Für den Gebührenstreitwert eines solchen Rechtsmittelverfahrens, gilt nichts Anderes. Das übersieht das OLG Köln (MDR 2004, 1025), wenn es meint, der Gebührenstreitwert könne vom Rechtsmittelstreitwert abweichen. Gemäß § 12 Abs. 1 Satz 1 GKG (jetzt § 48 Abs. 1 Satz 1 GKG) folgt der Gebührenstreitwert grundsätzlich dem nach §§ 3ff ZPO zu bestimmenden Rechtsmittelstreitwert, es sei denn, dass besondere Gebührenprivilegierungen (§§ 16ff GKG a.F., jetzt §§ 41ff GKG) eingreifen. Die Streithilfe selbst löst indes keine Gebührenprivilegierungen aus; deren Anwendbarkeit hängt vielmehr davon ab, ob die klagende Hauptpartei Ansprüche verfolgt, die unter §§ 16ff GKG (jetzt §§ 41ff GKG) zu subsumieren sind. Sind diese Vorschriften maßgeblich, dann gilt dies zugunsten der Hauptparteien und des Streithelfers, so dass es zu keiner Wertdifferenz kommen kann.
c) Für die Streitwertbestimmung im vorliegenden Fall bedeutet das, dass es nicht auf den Wert ankommt, der das rechtliche Interesse des Streithelfers zum Beitritt begründet hat, nämlich des Werts der an ihn abgetretenen Forderung (12.385,17 EUR), sondern auf den Wert, der dem vom Kläger im Prozess verfolgten Interesse entspricht (24.770.34 EUR).

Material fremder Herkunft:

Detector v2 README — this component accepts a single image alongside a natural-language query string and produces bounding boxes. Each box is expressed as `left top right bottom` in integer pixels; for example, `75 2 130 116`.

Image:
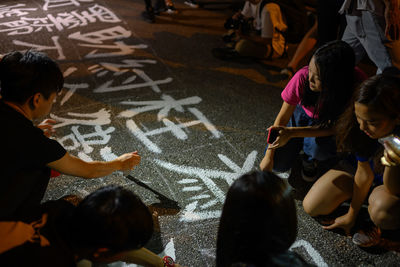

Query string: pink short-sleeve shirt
281 66 368 118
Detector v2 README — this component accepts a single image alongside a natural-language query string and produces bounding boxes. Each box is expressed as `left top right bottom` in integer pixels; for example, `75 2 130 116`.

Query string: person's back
0 51 66 219
0 51 140 220
0 186 153 267
216 172 309 267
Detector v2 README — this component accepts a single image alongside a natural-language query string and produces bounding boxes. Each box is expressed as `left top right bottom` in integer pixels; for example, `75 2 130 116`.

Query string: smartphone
378 134 400 150
267 129 279 144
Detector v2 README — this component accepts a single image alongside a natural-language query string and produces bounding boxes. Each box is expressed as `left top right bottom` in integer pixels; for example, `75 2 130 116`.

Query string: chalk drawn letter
50 108 111 128
68 26 131 44
290 240 328 267
119 94 201 121
13 36 65 60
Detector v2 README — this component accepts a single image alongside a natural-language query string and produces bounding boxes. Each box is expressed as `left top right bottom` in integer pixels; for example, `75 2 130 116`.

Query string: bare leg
303 170 354 217
287 22 318 71
368 185 400 230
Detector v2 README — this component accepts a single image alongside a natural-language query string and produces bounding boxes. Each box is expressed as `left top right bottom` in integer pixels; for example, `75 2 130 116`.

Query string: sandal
352 226 381 248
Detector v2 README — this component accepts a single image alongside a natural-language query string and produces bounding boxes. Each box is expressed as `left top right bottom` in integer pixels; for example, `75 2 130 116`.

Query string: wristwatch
163 256 175 267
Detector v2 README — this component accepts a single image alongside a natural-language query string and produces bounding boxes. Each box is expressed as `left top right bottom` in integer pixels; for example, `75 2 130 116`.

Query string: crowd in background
0 0 400 267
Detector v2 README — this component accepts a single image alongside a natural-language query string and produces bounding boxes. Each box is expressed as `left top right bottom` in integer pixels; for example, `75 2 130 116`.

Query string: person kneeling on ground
0 51 140 220
216 172 310 267
303 74 400 247
0 186 179 267
260 41 366 182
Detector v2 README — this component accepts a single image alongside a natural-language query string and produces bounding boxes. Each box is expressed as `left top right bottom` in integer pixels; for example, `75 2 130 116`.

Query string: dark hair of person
0 50 64 104
336 74 400 157
216 172 297 267
69 186 153 253
302 41 356 127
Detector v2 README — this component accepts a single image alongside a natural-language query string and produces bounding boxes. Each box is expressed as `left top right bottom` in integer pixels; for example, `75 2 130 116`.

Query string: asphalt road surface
0 0 400 266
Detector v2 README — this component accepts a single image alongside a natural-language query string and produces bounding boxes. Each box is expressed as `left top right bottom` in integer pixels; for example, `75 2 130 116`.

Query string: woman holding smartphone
260 41 366 181
303 75 400 247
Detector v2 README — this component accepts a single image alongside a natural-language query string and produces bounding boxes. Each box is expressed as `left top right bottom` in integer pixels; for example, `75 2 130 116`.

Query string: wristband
163 256 175 267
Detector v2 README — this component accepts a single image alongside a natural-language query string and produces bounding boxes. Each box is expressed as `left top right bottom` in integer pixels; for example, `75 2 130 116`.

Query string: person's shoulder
354 67 368 83
290 66 308 87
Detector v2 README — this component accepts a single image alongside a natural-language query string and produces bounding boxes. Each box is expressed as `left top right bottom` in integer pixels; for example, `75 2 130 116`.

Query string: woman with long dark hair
260 41 366 181
217 172 309 267
303 75 400 247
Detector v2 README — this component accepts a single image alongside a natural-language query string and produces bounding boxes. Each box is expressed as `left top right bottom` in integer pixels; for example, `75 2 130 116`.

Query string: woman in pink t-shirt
260 41 367 181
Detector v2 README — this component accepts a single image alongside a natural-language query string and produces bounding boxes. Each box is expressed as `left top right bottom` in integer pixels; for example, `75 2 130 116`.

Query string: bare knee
368 199 389 228
303 196 320 217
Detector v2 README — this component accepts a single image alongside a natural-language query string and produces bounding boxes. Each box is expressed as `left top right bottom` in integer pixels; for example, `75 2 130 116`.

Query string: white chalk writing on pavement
154 151 257 222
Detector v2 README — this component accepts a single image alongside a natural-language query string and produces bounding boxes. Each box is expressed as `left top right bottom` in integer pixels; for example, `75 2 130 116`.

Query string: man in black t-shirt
0 51 140 220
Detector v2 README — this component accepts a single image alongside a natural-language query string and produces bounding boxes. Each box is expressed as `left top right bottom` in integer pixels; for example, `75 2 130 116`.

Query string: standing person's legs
342 15 366 64
385 40 400 70
360 11 392 73
317 0 344 46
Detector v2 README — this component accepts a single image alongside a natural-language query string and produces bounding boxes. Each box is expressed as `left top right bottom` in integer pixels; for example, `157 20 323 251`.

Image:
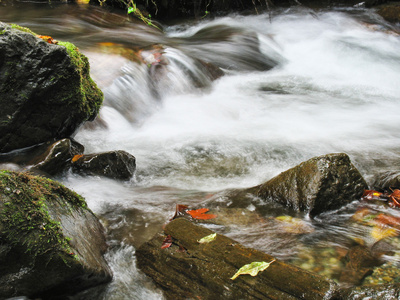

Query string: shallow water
0 5 400 299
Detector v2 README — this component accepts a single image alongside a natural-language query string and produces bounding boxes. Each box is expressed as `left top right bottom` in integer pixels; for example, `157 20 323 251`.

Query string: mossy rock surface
0 22 103 153
212 153 368 217
0 171 111 299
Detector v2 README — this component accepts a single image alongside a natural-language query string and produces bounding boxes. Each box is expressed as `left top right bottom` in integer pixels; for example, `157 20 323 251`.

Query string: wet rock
218 153 367 217
0 23 103 153
0 138 84 177
72 150 136 180
340 245 380 285
136 218 337 299
376 1 400 23
371 172 400 191
253 153 367 216
344 284 400 299
0 171 112 299
28 139 84 176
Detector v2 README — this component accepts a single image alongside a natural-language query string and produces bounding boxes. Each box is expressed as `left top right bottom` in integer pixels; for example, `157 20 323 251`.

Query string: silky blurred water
0 6 400 299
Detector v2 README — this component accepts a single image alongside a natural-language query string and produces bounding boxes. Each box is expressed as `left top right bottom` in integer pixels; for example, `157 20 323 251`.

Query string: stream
0 4 400 300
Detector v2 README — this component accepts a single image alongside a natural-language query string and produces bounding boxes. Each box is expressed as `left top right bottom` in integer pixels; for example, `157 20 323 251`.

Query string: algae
0 170 86 264
58 41 104 115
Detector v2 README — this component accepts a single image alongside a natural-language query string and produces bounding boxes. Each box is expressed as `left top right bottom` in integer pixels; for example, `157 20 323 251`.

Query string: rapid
0 5 400 299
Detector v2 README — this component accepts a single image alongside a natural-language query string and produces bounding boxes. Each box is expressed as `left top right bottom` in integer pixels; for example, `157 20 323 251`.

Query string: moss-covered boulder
0 22 103 153
0 171 111 299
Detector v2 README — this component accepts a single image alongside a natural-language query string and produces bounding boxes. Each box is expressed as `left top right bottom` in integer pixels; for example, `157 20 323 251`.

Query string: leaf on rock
187 208 217 220
161 235 172 249
197 233 217 244
72 154 83 162
231 259 275 280
170 204 189 221
362 190 386 200
36 35 58 44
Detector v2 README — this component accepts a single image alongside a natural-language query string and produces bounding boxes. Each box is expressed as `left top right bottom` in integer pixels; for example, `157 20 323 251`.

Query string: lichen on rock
0 170 111 299
0 22 103 152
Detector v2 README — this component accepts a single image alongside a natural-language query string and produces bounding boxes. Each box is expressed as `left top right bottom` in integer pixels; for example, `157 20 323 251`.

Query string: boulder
28 138 84 176
0 171 112 299
344 283 400 299
0 22 103 153
212 153 368 217
72 150 136 180
136 218 338 300
376 1 400 23
252 153 368 216
371 171 400 191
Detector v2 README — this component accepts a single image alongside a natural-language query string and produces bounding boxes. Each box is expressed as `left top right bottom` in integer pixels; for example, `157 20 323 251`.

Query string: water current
0 5 400 299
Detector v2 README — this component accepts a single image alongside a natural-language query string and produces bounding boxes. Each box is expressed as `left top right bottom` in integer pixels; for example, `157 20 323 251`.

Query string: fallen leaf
371 226 398 241
197 233 217 244
362 190 383 200
72 154 83 162
231 259 275 280
170 204 189 221
36 35 58 44
161 235 172 249
186 208 217 220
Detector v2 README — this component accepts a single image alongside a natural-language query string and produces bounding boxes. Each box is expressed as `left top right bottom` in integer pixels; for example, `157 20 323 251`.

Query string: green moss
58 41 104 115
0 170 86 261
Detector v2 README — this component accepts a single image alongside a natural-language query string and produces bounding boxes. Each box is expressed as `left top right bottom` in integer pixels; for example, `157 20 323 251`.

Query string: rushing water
0 5 400 299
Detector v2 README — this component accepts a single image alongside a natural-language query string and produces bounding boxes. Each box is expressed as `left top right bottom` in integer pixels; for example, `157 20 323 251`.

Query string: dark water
0 5 400 299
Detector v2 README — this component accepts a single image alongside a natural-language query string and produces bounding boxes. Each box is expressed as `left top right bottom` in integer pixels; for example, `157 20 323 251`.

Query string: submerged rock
136 218 337 300
72 150 136 180
0 22 103 153
249 153 367 216
0 171 112 299
213 153 368 216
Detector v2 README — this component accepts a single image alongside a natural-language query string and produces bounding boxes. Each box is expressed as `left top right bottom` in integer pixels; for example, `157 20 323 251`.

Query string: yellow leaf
231 259 275 280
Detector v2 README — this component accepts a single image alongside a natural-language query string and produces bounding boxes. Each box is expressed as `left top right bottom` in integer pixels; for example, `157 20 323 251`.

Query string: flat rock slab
136 218 339 300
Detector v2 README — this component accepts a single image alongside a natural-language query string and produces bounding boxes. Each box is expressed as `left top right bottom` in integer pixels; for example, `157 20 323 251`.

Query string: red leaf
374 213 400 229
170 204 189 221
186 208 217 220
362 190 383 200
161 235 172 249
37 35 58 44
72 154 83 162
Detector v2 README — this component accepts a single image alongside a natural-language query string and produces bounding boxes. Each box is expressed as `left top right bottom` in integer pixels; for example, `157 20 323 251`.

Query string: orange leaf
161 235 172 249
374 213 400 229
170 204 189 221
187 208 217 220
362 190 383 200
37 35 58 44
72 154 83 162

III. Für eine Kostenentscheidung besteht kein Anlass. Das Verfahren ist gebührenfrei, außergerichtliche Auslagen werden nicht erstattet, § 68 Abs. 3 GKG. Es besteht auch kein Anlass, über die Zulassung der Rechtsbeschwerde (§ 574 Abs. 2 ZPO) zu entscheiden. Gemäß §§ 66 Abs. 3, 68 Abs. 2 Satz 5 GKG findet in Streitwertsachen eine Beschwerde zum Bundesgerichtshof nicht statt (vgl. BGH MDR 2004, 355 und BRAGOReport 2003, 163 jeweils zu §§ 5 Abs. 2 Satz 3, 25 Abs. 3 Satz 1, 2. Halbs. GKG a.F.).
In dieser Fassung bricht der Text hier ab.